The tutorial will be given primarily using Jupyter Notebook examples with proper explanations, pointers, and discussions.
Module 1: Setups
This module will set up the basic settings and provide examples that show how one can simulate noisy labels for controlled experiments.
Module 2: Learning the noise rate in the labels without knowing the ground truth
This module will go through examples showing how one can estimate the hidden noise transition matrix that controls the generation of noisy labels, without using ground truth annotations. The knowledge of noise rate plays a central role in understanding the quality of data and in building robust training approaches. The approaches we will cover include a data-centric approach based on clusterability [paper 1, paper 2] and a learning-centric approach based on deep neural networks [paper]. See the following figure for an illustration of inferring the transition matrix.
Module 3: Learning algorithms that handle noisy labels
This module will provide examples showing how one would implement a learning algorithm specifically designed for handling noisy labels. We will introduce robust loss functions that are ready to be plugged into the empirical risk minimization (ERM) framework. The specific loss functions include forward/backward loss correction [paper], loss reweighting [paper 1, paper 2], peer loss [paper 1, paper 2], bi-tempered loss [paper], and label smoothing [paper 1, paper 2]. We will also discuss other approaches, including Co-Teaching [paper], and DivideMix [paper], which employ two neural networks to supervise each other.

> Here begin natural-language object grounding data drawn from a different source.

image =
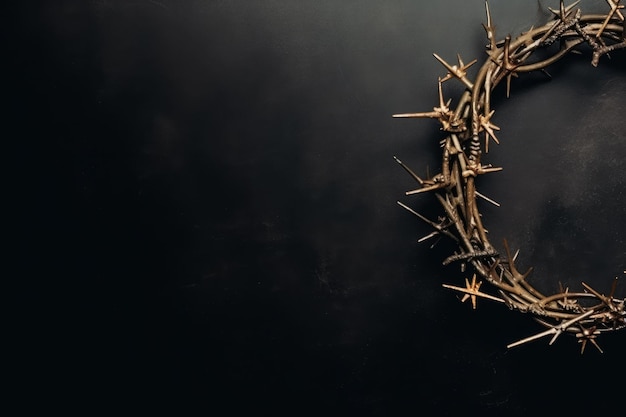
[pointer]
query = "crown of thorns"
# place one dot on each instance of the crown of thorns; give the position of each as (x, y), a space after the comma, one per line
(586, 314)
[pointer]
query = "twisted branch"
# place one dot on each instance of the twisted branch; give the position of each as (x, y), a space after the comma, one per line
(585, 314)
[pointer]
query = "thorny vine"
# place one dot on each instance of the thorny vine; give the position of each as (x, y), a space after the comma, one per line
(585, 314)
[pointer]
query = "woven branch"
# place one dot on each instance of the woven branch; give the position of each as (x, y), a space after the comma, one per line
(585, 314)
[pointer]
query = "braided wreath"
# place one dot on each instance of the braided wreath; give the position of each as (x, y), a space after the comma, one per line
(585, 314)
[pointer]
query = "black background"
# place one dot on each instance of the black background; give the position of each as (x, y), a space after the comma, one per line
(206, 196)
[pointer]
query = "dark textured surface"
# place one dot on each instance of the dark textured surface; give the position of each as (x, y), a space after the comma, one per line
(219, 222)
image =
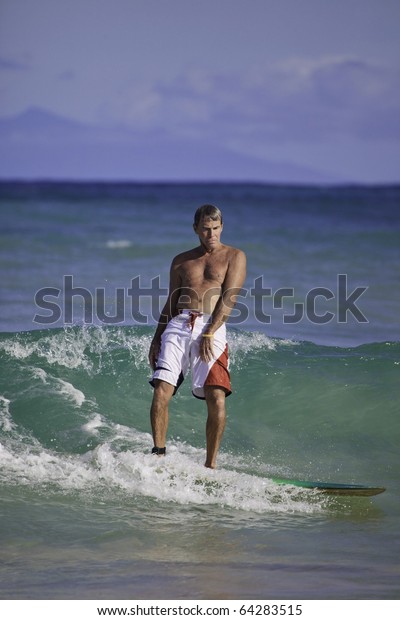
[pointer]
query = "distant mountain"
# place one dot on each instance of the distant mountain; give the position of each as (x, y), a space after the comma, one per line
(41, 145)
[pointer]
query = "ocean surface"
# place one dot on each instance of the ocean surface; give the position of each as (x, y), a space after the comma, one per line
(85, 511)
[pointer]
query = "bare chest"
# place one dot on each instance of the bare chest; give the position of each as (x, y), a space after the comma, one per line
(202, 271)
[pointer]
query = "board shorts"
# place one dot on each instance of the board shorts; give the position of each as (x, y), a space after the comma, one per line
(179, 351)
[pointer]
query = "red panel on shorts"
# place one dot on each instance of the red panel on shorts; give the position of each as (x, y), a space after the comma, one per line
(219, 373)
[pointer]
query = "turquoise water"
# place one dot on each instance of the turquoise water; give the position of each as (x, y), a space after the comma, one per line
(87, 512)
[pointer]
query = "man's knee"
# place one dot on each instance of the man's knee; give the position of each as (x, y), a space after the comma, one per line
(215, 396)
(163, 391)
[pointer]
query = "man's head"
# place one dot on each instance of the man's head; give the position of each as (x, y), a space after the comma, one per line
(208, 226)
(208, 212)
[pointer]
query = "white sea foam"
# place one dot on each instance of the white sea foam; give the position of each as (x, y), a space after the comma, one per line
(118, 244)
(179, 478)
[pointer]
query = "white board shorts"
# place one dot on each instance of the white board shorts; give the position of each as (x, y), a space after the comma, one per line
(180, 344)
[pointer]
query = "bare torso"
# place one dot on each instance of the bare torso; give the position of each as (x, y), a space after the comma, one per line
(201, 276)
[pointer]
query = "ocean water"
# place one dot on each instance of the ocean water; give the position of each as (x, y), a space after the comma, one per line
(86, 511)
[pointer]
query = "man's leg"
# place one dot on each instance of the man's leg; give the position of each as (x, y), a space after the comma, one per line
(163, 392)
(215, 398)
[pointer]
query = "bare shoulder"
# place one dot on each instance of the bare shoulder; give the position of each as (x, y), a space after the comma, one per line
(184, 256)
(235, 255)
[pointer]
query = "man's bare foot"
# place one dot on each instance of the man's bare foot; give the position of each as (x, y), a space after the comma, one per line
(159, 451)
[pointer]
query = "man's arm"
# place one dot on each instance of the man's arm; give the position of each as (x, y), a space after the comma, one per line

Module 4: Noise label detection
This section will go through examples that explain how one can implement a detection algorithm to identify the wrong labels in a training dataset. The approaches we will cover include a data-centric method (CORES) [paper] and a learning-centric method (SimiFeat) [paper]. See the figure below for an illustration.
Module 5: Real-world datasets
This module will go through examples using real-world datasets that contain noisy human annotations. We will primarily focus on using the CIFAR-N dataset.